Many people are polite and will let you talk for a while before telling you they’re disinterested and shutting the door. This is costly. If you spend a couple of extra minutes at each house, you’re wasting an hour of your day on every street. This is inefficient and expensive. Learn to read people’s eyes and don’t be afraid to cut a conversation off prematurely if you know a prospect is disengaged.
- Always Leave Something
A salesperson should never depart without leaving something behind. Even when customers seem disinterested, there’s always the chance that they’ll mull over what was said and reconsider. Supplying the customer with a brochure is a cost-effective and useful way to encourage future communication.

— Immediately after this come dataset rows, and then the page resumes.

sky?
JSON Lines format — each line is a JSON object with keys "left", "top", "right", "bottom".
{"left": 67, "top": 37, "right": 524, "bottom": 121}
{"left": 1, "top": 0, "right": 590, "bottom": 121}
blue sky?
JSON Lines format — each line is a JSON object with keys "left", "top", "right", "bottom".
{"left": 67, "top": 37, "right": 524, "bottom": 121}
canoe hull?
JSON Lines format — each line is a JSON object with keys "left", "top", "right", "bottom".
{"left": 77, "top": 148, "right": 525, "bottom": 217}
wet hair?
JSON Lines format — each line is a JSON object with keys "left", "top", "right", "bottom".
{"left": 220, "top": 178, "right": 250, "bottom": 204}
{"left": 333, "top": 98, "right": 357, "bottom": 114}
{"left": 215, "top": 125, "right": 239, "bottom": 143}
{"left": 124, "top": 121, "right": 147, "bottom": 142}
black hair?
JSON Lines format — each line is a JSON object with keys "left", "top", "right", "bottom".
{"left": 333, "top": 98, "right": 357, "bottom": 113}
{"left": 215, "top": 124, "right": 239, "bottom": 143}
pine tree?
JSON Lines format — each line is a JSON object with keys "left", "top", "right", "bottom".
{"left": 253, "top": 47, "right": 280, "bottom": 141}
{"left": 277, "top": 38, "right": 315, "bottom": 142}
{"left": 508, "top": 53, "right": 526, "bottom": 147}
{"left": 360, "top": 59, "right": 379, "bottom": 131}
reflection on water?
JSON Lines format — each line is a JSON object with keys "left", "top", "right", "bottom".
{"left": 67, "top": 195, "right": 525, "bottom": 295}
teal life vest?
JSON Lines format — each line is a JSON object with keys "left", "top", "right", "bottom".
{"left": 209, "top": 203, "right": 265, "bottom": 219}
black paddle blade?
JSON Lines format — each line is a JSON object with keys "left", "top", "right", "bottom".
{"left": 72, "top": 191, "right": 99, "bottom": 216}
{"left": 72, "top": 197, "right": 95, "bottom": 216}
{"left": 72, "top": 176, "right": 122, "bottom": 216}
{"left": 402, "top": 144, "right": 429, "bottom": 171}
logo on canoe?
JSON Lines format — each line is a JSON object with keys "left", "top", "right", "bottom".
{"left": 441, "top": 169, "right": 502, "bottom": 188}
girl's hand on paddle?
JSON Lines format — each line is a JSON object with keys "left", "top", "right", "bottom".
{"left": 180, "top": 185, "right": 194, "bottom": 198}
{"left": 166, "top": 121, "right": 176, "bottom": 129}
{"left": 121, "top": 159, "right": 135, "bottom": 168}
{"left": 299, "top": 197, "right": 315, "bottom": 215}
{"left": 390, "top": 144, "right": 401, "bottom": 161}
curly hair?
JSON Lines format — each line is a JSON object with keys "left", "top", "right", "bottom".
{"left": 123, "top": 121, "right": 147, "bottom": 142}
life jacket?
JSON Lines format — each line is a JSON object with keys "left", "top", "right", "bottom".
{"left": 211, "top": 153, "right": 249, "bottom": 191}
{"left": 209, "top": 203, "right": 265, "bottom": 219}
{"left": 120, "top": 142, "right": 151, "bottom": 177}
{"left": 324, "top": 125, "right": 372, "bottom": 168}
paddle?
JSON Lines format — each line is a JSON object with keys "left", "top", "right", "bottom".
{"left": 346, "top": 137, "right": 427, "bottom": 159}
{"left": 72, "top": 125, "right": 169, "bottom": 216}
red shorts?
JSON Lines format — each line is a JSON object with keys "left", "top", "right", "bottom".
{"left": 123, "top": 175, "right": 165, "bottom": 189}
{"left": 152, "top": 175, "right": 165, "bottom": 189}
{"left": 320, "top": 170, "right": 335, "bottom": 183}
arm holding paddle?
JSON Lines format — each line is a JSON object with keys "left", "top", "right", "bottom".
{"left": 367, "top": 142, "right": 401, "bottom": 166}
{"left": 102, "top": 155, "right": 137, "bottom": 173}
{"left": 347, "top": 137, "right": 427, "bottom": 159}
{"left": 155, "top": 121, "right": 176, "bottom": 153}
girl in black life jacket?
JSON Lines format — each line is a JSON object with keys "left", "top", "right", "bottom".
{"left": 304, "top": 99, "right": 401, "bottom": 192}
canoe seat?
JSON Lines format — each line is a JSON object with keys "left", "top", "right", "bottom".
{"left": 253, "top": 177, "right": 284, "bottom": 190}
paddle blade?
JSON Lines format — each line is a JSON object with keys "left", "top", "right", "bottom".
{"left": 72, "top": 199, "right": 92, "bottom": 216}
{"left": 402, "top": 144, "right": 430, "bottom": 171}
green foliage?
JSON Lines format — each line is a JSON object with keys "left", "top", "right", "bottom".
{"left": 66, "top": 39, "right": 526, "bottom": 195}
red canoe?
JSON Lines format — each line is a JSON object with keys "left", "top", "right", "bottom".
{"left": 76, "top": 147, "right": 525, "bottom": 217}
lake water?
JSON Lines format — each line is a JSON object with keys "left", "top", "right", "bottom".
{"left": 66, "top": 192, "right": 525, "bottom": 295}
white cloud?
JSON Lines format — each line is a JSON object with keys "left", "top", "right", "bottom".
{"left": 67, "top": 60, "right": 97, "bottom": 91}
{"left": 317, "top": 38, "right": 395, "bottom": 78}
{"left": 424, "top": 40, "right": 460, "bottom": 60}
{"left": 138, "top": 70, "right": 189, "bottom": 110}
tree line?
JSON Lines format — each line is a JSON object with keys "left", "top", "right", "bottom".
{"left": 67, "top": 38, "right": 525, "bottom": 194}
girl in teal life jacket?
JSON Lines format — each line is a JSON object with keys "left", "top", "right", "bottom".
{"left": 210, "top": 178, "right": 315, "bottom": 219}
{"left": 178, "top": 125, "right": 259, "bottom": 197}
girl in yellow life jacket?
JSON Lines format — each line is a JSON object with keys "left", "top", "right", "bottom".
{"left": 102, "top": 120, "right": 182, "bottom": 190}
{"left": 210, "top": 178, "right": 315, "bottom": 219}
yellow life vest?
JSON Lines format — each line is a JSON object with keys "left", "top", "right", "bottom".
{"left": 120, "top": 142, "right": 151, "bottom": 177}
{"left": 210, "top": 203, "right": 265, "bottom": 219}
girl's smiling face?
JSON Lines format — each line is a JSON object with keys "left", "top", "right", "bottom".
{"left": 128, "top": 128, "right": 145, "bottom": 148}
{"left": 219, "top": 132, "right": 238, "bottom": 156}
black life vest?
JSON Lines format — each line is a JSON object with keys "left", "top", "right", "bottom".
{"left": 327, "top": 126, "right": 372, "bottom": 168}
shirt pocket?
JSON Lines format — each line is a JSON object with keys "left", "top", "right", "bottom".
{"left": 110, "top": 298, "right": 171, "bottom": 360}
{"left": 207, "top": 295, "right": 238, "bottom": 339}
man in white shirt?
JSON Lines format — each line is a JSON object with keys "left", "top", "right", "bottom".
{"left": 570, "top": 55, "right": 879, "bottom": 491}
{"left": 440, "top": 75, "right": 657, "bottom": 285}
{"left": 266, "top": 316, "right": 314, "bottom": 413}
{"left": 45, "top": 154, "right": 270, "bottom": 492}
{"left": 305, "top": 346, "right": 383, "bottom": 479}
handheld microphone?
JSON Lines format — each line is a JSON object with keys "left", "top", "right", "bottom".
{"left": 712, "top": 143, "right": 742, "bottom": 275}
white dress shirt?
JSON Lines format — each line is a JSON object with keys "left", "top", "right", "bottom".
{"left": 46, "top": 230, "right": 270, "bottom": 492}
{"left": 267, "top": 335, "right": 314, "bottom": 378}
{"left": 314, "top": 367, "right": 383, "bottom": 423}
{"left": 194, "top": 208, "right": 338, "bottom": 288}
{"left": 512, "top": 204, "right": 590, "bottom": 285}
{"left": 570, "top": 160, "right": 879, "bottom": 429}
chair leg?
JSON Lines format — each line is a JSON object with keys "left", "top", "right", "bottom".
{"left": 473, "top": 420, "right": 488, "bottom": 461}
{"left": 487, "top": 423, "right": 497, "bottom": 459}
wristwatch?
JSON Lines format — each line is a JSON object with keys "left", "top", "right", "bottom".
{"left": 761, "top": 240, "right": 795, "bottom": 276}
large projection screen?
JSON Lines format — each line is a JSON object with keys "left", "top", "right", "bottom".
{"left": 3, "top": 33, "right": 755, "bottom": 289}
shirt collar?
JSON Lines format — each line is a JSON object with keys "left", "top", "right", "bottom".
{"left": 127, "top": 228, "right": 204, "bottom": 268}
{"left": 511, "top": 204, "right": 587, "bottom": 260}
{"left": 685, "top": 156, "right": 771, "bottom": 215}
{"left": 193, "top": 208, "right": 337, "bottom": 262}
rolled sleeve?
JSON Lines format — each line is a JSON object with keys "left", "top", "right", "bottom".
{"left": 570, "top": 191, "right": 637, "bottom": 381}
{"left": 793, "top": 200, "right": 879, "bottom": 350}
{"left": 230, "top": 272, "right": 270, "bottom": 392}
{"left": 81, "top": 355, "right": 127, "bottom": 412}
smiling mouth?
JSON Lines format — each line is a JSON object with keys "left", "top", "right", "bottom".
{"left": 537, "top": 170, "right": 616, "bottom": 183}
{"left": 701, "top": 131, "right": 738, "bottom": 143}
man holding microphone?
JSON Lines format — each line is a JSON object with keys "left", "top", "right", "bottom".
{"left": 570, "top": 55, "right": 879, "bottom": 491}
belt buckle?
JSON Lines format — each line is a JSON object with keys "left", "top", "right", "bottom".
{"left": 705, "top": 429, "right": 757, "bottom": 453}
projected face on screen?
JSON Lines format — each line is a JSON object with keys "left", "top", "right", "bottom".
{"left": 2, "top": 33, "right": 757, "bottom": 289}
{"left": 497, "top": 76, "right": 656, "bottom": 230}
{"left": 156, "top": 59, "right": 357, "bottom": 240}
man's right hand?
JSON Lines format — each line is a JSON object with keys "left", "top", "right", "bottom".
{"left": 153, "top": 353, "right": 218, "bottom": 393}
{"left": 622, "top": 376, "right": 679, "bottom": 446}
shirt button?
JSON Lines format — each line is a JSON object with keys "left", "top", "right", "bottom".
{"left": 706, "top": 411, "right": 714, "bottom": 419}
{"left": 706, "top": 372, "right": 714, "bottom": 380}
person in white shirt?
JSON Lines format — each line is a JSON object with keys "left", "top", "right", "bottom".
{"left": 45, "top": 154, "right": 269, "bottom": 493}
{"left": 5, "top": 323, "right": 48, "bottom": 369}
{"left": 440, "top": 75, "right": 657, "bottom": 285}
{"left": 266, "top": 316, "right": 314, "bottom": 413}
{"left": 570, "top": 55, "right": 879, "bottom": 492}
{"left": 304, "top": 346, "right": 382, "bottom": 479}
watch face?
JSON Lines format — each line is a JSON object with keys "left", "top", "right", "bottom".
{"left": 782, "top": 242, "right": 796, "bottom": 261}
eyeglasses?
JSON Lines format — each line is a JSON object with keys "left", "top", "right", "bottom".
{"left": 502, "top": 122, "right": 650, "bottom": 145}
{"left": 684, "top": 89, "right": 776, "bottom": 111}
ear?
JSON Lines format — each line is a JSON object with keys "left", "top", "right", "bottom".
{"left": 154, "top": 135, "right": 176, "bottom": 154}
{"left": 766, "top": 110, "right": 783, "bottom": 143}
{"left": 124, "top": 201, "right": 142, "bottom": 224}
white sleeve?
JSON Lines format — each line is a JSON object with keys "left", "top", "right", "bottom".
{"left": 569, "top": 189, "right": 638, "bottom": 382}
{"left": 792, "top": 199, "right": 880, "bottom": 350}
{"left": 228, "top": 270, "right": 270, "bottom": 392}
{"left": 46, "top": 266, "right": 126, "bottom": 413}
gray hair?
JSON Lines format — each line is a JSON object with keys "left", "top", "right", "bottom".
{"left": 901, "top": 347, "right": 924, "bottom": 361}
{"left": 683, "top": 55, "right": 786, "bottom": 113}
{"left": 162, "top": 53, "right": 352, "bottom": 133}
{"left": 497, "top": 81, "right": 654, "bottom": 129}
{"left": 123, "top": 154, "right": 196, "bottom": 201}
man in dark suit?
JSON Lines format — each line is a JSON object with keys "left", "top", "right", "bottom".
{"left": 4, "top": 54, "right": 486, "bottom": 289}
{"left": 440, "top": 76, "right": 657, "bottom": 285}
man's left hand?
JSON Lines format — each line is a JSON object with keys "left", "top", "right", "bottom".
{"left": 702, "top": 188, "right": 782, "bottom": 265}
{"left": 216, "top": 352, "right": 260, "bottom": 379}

In some industries, product samples are an excellent and tangible way to leave something of value and give prospects a chance to try your product and determine whether they like it.
- Optimize the Pitch
Sales pitches should be tailored to the customer and continually optimized based on feedback and firsthand experience. You can’t develop a one size fits all approach and expect it to work. Instead, salespeople must be able to assess where a prospect is in the sales funnel and deliver a personalized message that reaches them where they are.
Back to the Basics
It’s unlikely that door-to-door sales will ever regain the popularity that it once enjoyed – there are simply too many convenient modes of modern communication – but don’t be surprised if it enjoys some degree of revitalization. And as businesses learn how to tackle this method within the context of modern selling restrictions, new opportunities will arise.